5. De beoordeling van het geschil
5.1 Op 17 oktober 2007 is de Wet gewasbeschermingsmiddelen en biociden in werking getreden. Met ingang van die datum is de naam van het Ctb gewijzigd in het Ctgb.
Ingevolge artikel 130, achtste lid, van deze wet worden de op het tijdstip van inwerkingtreding van deze wet bij het College aanhangige zaken - waaronder de voorliggende zaak - behandeld en beslist overeenkomstig het bepaalde bij en krachtens de Bmw 1962.

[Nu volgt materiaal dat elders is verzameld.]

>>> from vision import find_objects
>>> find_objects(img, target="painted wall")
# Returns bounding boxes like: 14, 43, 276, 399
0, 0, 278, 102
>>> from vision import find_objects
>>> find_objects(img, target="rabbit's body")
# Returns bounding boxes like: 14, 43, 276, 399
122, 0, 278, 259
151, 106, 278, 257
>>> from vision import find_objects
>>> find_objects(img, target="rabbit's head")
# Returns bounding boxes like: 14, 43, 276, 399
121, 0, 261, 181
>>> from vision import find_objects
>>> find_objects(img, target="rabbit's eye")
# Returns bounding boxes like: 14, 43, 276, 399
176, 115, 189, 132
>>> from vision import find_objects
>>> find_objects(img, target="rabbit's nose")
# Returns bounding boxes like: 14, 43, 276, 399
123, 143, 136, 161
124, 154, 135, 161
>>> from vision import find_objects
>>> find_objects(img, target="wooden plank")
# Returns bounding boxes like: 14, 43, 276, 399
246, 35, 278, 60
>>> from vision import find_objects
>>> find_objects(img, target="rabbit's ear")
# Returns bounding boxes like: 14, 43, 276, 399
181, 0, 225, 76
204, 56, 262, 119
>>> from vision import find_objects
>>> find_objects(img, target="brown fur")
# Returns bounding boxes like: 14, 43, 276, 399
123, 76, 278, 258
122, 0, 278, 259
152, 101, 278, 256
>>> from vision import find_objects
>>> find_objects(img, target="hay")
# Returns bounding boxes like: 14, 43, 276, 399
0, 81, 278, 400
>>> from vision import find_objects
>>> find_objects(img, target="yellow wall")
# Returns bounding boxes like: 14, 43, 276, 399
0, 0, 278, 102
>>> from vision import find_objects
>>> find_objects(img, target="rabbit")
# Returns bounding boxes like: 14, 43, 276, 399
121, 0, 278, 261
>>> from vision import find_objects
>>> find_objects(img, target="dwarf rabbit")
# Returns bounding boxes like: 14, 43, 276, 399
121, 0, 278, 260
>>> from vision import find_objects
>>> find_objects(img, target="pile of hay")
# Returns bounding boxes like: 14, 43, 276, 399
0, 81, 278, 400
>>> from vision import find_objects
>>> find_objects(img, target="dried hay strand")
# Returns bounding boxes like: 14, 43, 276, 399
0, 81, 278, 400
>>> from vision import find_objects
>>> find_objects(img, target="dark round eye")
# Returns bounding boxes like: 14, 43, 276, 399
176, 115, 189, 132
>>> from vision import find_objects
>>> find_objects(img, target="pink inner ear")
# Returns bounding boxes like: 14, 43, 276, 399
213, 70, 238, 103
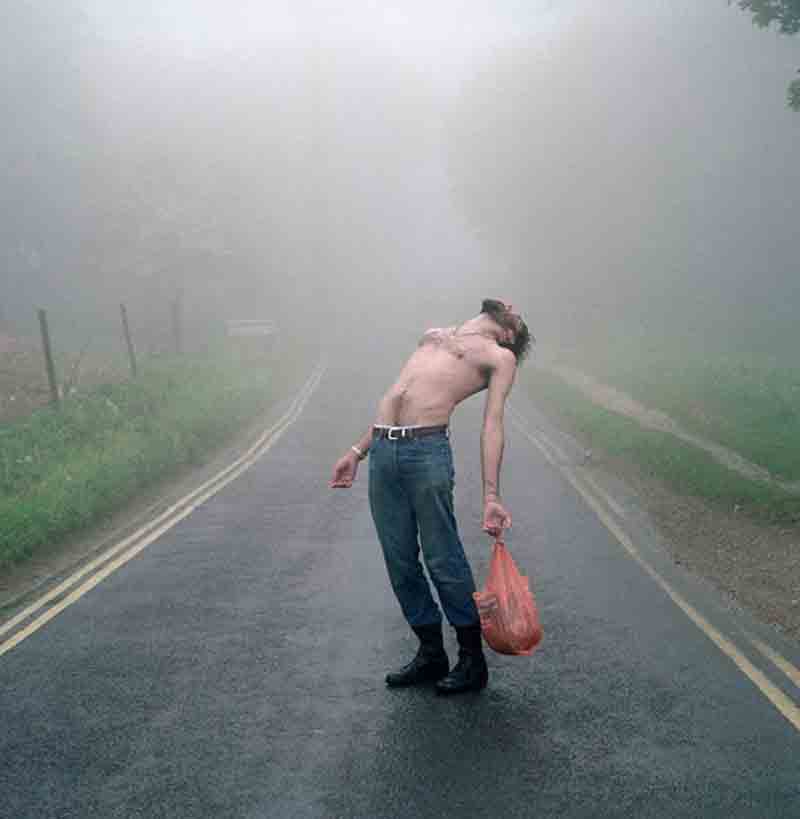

5.2 Uit de beantwoording door verweerder van de in het kader van de heropening van het onderzoek gestelde vragen en de daarbij overgelegde stukken, concludeert het College dat zowel het heretiketteringbesluit van 11 februari 2005, het rectificatiebesluit van 9 mei 2005 als het bestreden besluit zijn genomen onder vigeur van verweerders besluit van
28 september 2001 (gerectificeerd op 30 november 2001), waarbij de toelating van Timbor is verlengd tot 1 december 2006.
Hiermee staat vast dat bedoelde etiketteringsbesluiten niet zonder voorwerp waren.
Het College is voorts niet gebleken dat, voor zover al zou kunnen worden betoogd dat de toelating van Timbor op enig hierna gelegen tijdstip niet meer rechtsgeldig zou zijn, het belang van appellante bij beoordeling van het onderhavige beroep haar zou zijn komen te ontvallen.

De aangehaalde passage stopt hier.